Earlier this year, during testimony as part of the ongoing corruption investigations into Brazil’s large construction firms, Odebrecht’s former president claimed his company took it upon themselves to build the stadium as a gift for former Brazilian president Luiz Inácio Lula da Silva, who is a die-hard Corinthians supporter. However, no evidence has yet been presented and the ex-president strongly denied the allegations.

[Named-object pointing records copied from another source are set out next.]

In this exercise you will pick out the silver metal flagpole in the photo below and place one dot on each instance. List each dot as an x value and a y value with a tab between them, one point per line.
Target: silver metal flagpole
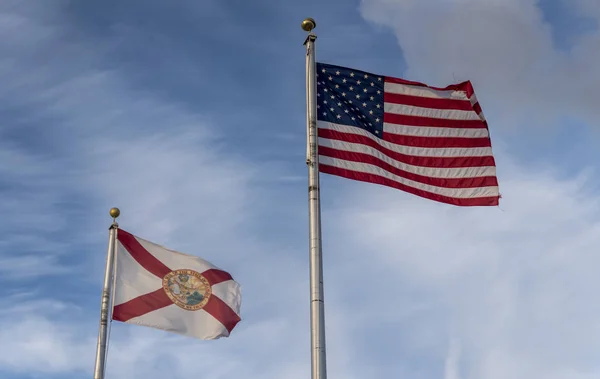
106	298
317	309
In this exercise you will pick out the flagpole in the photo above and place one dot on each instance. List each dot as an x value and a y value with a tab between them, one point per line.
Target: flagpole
106	298
317	309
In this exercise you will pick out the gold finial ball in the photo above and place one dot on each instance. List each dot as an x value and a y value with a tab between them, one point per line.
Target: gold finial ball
114	212
308	24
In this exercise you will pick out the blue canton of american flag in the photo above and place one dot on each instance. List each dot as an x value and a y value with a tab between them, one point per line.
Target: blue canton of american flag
350	97
431	142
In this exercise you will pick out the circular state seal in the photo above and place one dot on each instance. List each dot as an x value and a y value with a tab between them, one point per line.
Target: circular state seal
188	289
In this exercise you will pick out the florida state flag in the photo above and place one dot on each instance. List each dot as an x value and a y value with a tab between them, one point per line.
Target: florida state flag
168	290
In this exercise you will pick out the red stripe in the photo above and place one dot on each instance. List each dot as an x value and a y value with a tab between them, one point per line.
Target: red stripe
141	305
464	86
436	142
141	255
222	312
483	181
216	276
371	178
427	102
440	162
431	122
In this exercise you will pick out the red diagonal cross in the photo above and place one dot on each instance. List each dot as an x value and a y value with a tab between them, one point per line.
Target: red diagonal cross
158	299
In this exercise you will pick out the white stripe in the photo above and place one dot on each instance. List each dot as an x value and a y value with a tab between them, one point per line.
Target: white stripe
132	280
426	131
175	260
410	150
460	193
410	110
434	172
174	319
411	90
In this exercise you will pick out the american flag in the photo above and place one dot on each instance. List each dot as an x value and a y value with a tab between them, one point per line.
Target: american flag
430	142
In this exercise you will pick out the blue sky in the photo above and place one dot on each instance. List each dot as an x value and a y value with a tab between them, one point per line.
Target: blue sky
190	117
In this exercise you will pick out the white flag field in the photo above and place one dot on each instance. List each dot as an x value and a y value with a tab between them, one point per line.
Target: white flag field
165	289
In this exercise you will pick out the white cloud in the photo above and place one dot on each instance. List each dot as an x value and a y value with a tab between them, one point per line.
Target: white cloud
514	285
504	47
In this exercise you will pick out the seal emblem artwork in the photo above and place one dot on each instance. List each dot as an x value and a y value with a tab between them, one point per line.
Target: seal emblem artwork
188	289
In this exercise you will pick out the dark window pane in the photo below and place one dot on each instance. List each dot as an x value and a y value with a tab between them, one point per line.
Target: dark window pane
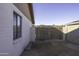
17	24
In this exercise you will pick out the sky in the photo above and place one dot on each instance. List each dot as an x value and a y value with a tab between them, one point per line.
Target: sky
55	13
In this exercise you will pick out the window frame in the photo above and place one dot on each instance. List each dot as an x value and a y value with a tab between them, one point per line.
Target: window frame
17	29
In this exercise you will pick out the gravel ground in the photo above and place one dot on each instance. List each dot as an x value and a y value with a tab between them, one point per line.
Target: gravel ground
52	48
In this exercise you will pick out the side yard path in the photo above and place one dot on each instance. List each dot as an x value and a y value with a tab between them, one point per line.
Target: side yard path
50	48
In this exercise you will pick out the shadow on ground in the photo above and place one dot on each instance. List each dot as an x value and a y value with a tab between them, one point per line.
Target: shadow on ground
55	48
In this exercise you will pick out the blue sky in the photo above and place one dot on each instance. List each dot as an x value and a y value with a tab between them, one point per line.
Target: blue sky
55	13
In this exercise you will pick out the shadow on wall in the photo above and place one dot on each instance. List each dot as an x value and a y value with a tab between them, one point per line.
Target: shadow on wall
73	36
49	33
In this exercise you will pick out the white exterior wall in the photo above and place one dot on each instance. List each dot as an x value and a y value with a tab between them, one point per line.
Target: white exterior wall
7	45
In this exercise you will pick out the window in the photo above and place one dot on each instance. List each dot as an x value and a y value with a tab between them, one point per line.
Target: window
17	26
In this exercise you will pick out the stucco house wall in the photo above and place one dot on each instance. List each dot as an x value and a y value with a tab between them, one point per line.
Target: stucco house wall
8	46
72	33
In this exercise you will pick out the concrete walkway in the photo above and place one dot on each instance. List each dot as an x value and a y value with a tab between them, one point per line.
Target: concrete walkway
50	48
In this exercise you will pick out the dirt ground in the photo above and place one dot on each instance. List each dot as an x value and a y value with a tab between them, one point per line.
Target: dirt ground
56	48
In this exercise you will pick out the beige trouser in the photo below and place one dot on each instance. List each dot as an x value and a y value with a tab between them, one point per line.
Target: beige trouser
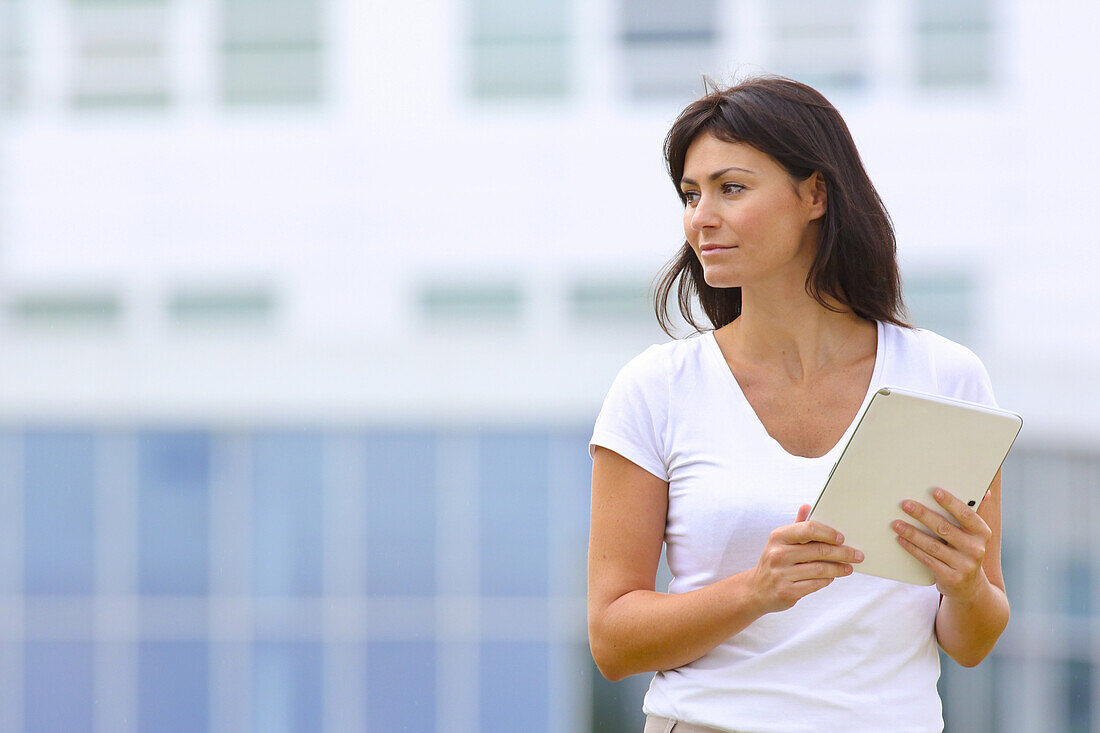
658	724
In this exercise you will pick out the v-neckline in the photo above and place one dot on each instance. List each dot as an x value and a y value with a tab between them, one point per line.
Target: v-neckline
744	401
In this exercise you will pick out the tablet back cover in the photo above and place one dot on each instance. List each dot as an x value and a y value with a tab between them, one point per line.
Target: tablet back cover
905	445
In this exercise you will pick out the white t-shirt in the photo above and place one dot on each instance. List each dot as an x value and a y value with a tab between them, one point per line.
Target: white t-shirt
859	655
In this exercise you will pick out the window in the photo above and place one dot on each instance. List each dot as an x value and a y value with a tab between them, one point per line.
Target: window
58	506
496	302
668	46
286	678
120	53
519	48
954	42
286	502
57	695
174	477
400	679
272	52
598	303
400	518
513	517
172	686
943	303
46	310
221	307
822	44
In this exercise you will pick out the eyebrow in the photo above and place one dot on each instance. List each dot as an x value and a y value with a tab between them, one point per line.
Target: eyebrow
716	175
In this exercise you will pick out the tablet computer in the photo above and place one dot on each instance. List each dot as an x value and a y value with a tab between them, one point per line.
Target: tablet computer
904	445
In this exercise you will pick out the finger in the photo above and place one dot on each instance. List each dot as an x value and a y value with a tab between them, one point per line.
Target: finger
812	570
812	532
935	522
825	551
806	587
967	517
938	568
931	546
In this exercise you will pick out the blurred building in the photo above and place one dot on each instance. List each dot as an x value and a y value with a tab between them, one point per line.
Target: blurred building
307	307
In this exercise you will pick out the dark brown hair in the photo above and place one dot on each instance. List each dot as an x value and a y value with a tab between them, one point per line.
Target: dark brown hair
856	261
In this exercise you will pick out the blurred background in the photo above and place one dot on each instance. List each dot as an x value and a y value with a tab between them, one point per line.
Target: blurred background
307	308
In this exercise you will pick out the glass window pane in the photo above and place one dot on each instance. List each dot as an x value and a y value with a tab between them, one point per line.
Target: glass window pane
57	693
668	47
513	514
519	47
172	687
822	44
273	51
58	490
954	42
287	492
400	532
513	685
174	477
400	687
120	55
286	687
944	303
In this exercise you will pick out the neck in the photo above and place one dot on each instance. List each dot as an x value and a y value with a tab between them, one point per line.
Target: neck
793	331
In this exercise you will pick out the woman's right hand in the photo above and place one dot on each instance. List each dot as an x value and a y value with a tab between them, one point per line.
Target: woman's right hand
799	559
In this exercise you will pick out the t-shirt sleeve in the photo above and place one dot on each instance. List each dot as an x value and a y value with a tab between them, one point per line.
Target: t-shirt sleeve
634	418
961	374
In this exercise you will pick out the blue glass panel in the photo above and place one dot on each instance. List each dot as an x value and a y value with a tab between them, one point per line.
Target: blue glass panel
400	686
572	501
287	499
515	677
174	476
58	490
513	514
286	687
58	686
400	531
172	687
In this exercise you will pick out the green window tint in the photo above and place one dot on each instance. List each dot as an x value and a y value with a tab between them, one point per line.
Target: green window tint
272	52
822	44
597	303
519	48
120	53
944	303
13	56
211	307
496	302
63	310
668	46
954	43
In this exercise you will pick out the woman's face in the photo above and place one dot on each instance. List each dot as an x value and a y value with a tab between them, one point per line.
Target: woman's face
747	219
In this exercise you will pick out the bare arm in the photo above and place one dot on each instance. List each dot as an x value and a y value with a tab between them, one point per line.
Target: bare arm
631	627
966	561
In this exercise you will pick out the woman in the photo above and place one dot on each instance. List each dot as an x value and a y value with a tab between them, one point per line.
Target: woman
718	445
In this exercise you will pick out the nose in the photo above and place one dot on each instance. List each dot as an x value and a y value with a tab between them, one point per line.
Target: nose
703	216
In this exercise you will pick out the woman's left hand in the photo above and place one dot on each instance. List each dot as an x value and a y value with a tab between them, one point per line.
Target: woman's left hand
953	554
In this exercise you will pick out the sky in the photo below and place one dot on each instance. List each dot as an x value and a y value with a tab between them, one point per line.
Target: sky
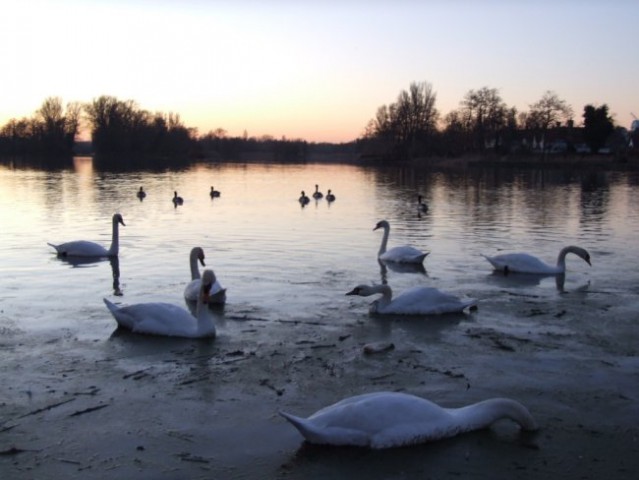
315	70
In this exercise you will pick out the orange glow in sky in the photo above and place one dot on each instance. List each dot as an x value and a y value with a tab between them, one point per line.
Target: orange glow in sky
314	70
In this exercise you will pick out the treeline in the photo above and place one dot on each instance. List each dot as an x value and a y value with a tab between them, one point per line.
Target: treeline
123	132
412	126
116	127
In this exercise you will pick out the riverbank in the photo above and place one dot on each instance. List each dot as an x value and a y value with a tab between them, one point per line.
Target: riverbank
123	406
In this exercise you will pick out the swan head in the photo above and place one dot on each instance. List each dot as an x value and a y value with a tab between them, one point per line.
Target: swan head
382	224
584	255
117	218
367	290
198	254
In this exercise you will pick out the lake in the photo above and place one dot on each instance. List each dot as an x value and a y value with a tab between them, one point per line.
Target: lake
81	398
279	260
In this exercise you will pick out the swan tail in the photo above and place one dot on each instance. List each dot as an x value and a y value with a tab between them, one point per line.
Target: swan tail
308	431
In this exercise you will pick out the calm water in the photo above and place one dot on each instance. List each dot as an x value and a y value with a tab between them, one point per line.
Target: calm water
280	261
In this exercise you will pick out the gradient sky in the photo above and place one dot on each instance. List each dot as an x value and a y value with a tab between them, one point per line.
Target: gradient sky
316	70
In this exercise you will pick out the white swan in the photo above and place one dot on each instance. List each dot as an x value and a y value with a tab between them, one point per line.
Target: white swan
304	199
166	319
82	248
421	206
414	301
525	263
404	254
217	294
393	419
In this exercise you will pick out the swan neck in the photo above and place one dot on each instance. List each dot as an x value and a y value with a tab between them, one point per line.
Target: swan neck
561	259
195	272
382	248
115	239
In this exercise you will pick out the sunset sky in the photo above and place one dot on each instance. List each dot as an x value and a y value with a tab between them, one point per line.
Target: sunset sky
316	70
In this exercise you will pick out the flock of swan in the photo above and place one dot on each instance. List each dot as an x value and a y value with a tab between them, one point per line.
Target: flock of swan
317	195
374	420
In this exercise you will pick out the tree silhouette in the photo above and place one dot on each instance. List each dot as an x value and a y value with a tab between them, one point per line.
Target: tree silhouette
598	126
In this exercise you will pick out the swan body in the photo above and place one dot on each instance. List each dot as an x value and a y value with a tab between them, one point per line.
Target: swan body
166	319
414	301
217	294
525	263
82	248
304	199
403	254
393	419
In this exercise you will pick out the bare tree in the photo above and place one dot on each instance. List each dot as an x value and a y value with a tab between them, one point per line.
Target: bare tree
484	114
548	112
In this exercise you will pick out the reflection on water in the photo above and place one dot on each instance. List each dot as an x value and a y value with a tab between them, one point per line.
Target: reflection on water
283	262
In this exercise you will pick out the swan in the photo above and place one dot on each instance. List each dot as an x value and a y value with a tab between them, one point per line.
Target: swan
217	294
525	263
304	199
394	419
421	206
166	319
82	248
405	254
414	301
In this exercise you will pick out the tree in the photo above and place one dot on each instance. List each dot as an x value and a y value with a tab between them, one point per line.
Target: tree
484	115
549	111
409	123
598	126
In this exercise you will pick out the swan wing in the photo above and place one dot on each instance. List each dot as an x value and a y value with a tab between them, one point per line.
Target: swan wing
426	301
521	263
378	420
404	254
154	318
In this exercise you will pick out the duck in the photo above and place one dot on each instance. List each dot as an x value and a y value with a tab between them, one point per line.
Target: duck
526	263
166	319
403	254
384	419
414	301
421	206
82	248
217	294
304	199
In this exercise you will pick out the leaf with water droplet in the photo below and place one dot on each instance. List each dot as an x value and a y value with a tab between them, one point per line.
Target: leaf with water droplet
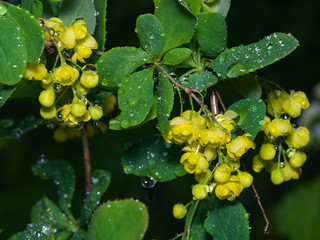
118	63
199	80
165	103
176	56
72	9
100	181
244	59
61	172
211	33
178	24
149	31
163	167
226	220
123	219
248	86
251	112
137	99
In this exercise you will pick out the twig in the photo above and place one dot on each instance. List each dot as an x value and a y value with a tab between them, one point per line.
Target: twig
220	100
256	195
214	102
86	156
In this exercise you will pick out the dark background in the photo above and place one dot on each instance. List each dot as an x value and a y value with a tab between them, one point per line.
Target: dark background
248	21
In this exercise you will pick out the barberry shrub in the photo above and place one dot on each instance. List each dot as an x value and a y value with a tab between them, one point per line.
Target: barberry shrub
172	79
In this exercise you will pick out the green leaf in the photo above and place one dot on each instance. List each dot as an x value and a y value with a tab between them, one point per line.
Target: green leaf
62	175
153	157
118	63
72	9
13	60
193	6
200	80
253	112
135	97
297	214
165	104
28	24
211	33
248	86
100	31
34	6
42	228
100	180
197	230
123	219
178	24
241	60
176	56
151	34
60	221
227	220
14	129
5	93
220	6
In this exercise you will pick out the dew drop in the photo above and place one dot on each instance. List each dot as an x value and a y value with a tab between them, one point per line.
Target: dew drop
148	182
132	101
3	9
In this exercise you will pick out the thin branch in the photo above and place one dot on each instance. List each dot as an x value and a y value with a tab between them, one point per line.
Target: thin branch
256	195
220	100
86	156
213	102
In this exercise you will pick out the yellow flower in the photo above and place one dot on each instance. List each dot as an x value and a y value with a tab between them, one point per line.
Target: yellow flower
299	137
229	190
239	146
35	72
65	75
194	162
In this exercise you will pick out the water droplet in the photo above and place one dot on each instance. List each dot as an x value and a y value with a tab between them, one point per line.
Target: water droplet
90	68
3	9
132	101
42	158
125	124
96	13
236	70
148	182
254	109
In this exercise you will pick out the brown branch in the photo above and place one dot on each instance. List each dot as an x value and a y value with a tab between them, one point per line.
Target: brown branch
86	156
213	102
220	100
256	195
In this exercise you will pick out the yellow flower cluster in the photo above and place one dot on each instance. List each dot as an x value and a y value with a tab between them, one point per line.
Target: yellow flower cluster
74	37
67	79
206	141
279	133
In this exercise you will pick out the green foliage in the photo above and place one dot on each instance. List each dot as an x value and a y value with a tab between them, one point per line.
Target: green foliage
123	219
224	216
199	80
135	98
151	34
62	174
118	63
165	104
211	33
241	60
251	114
178	24
248	86
72	9
100	180
153	157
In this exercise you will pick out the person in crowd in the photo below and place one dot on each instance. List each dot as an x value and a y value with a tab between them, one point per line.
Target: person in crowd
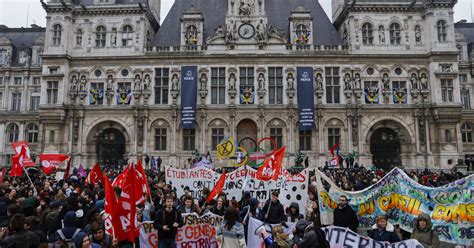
167	222
344	215
231	231
382	230
424	233
273	211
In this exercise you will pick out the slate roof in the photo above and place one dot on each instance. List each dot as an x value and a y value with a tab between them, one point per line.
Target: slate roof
277	11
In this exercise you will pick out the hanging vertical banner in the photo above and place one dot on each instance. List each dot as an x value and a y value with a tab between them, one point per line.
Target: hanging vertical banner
305	97
188	96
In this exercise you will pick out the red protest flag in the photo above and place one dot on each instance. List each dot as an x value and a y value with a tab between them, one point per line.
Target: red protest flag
270	170
95	175
49	162
217	188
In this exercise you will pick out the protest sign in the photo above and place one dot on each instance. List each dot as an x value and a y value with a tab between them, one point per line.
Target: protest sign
396	195
340	237
198	231
148	235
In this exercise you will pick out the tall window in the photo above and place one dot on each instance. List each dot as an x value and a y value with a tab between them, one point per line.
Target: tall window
32	133
395	37
160	139
127	35
52	92
217	137
466	99
16	101
277	135
13	132
441	27
305	140
189	139
447	90
34	103
466	131
367	34
275	85
218	85
100	36
162	78
57	30
334	136
333	85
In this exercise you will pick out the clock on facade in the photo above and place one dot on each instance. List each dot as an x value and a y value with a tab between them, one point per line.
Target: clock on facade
246	31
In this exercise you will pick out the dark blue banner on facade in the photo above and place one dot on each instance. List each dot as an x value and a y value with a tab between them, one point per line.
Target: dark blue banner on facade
188	96
305	97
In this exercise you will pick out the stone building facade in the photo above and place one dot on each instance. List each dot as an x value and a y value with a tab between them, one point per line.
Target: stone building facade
390	80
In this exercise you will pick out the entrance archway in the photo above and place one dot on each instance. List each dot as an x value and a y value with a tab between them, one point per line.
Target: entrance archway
110	147
247	135
385	148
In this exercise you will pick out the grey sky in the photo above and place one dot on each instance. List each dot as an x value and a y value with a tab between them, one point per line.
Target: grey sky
13	13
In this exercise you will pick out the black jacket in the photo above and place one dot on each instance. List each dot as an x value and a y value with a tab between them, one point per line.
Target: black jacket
276	214
346	217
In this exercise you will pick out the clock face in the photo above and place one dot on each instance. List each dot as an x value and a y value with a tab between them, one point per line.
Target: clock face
246	31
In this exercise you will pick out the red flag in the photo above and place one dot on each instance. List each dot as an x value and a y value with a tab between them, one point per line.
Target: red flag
109	205
270	170
95	175
18	146
50	162
217	188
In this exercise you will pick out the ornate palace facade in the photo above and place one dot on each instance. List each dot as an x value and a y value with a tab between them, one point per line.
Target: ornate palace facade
391	80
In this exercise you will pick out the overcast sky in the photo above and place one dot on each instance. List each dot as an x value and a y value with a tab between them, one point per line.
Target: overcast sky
17	13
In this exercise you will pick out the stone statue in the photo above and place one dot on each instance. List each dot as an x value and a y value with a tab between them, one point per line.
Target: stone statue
232	81
203	81
175	82
381	34
347	82
424	82
386	82
82	83
136	83
319	81
290	80
414	82
73	86
261	82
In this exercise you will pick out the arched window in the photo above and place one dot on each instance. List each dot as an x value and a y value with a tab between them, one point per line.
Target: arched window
441	26
101	36
191	35
32	133
57	30
127	35
466	131
367	34
12	132
395	31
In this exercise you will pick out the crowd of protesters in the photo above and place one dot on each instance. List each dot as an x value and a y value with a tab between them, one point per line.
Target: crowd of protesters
69	213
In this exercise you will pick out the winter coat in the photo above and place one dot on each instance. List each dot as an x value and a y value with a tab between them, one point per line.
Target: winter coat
276	214
388	234
346	217
427	237
233	238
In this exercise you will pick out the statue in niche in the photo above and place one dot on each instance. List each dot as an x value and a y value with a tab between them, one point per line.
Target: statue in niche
385	82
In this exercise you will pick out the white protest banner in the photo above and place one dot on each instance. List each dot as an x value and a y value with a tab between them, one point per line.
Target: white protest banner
257	229
148	235
198	231
340	237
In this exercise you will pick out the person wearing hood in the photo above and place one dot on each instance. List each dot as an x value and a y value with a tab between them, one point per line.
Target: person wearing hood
383	231
424	233
68	231
273	211
294	212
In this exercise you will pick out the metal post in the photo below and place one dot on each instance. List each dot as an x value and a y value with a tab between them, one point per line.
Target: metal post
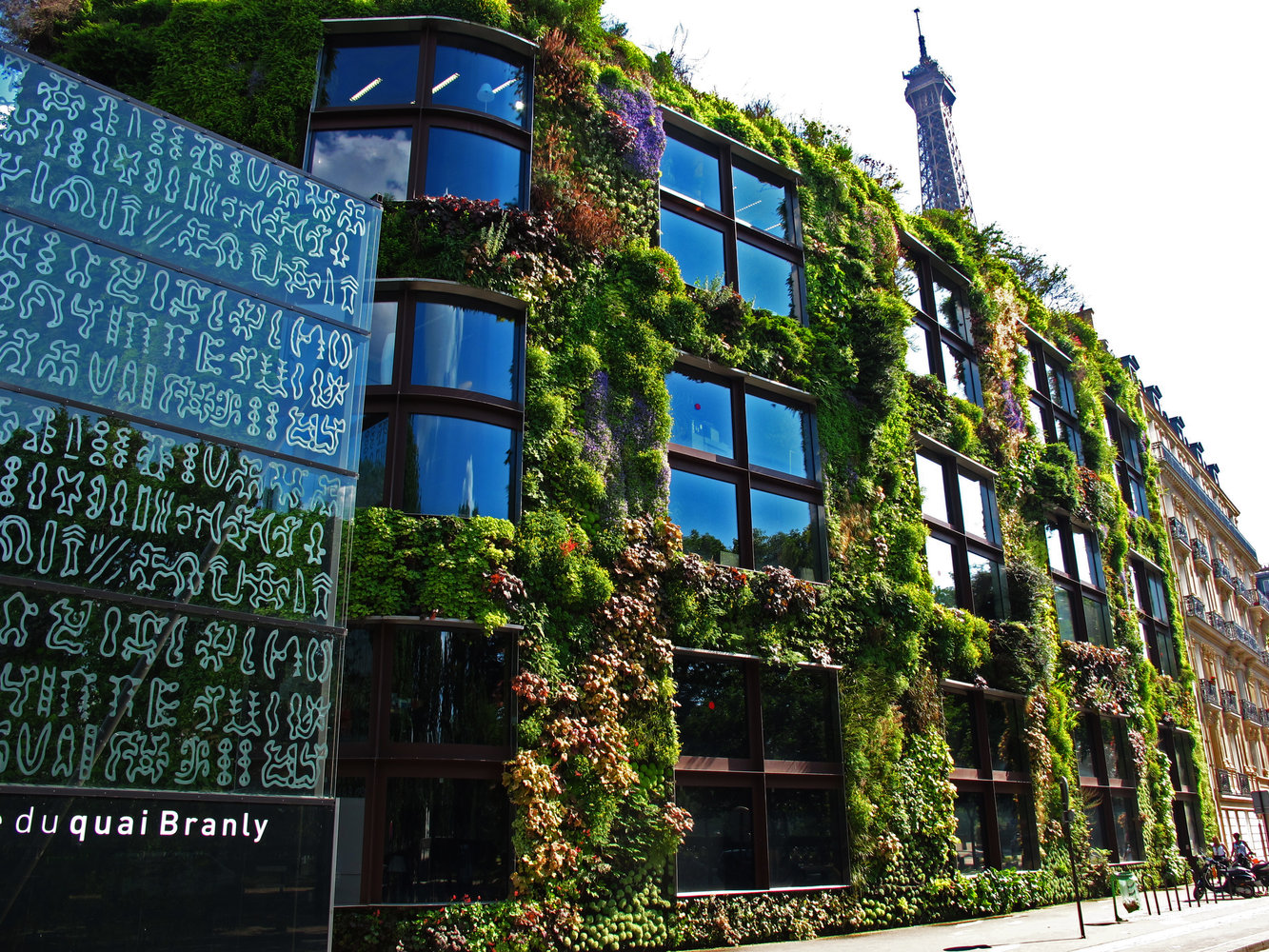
1067	817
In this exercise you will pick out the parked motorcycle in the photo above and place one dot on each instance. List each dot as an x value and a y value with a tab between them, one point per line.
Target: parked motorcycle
1212	875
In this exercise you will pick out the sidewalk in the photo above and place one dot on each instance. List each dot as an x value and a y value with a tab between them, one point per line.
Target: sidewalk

The white elephants in the room

One particularly curious part of Brazil’s World Cup preparations was the selection process for the tournament’s host cities. F.I.F.A. had requested eight venues, but Brazil was adamant on having a total of 12, spread all across this enormous country. The choosing of the dozen lucky cities took an incredibly long time and there is no shortage of sources who claim the entire process was politically motivated.

Arena Pantanal, Cuiabá | paulisson miura / Flickr

In the end, cities such as Manaus, Cuiabá, Natal and Brasília, places with little to no local soccer culture, were awarded World Cup matches and brand-new stadiums, while proper soccer cities such as Florianópolis, Belém and Goiânia missed out.

The choice of Manaus as one of the host cities was particularly controversial. In an effort to have the tournament spread out across Brazil’s five main regions, one of the World Cup venues was to be in the country’s north region. This means it was between Manaus – in the middle of the Amazon Rainforest, with no suitable stadium and zero local soccer culture – and Belém, the capital of the state of Pará and one of the most vibrant soccer cities outside of the south and southeast, with a massive stadium and two very well-supported clubs, Paysandu and Remo, to fill it once the tournament was over.

During the technical evaluation of the potential host cities, Belém was judged to have the third-best candidacy of all competing cities, only falling behind São Paulo and Rio de Janeiro. However, at the end of the day, the organizing committee chose Manaus. Obviously, this had nothing to do with wanting to improve relations with Eduardo Braga, senator and former governor of Amazonas state. Also highly suspicious is the fact F.I.F.A. sponsors Sony and Coca-Cola have huge factories in Manaus.

As soon as the World Cup packed up and left, the brand new arenas in Cuiabá, Manaus, Natal and Brasilia went largely unused. In an effort to recuperate losses, the stadium in Cuiabá is now used as a high school, while its car park is used as a garage for the city’s buses.

It is yet to be seen what will happen to these stadiums, and corruption investigations are uncovering new evidence of dodgy dealings and malfeasance every week. One thing is certain, Brazil organized the biggest and most expensive World Cup of all time, and now it’s the Brazilian taxpayers who are being forced to pay the price.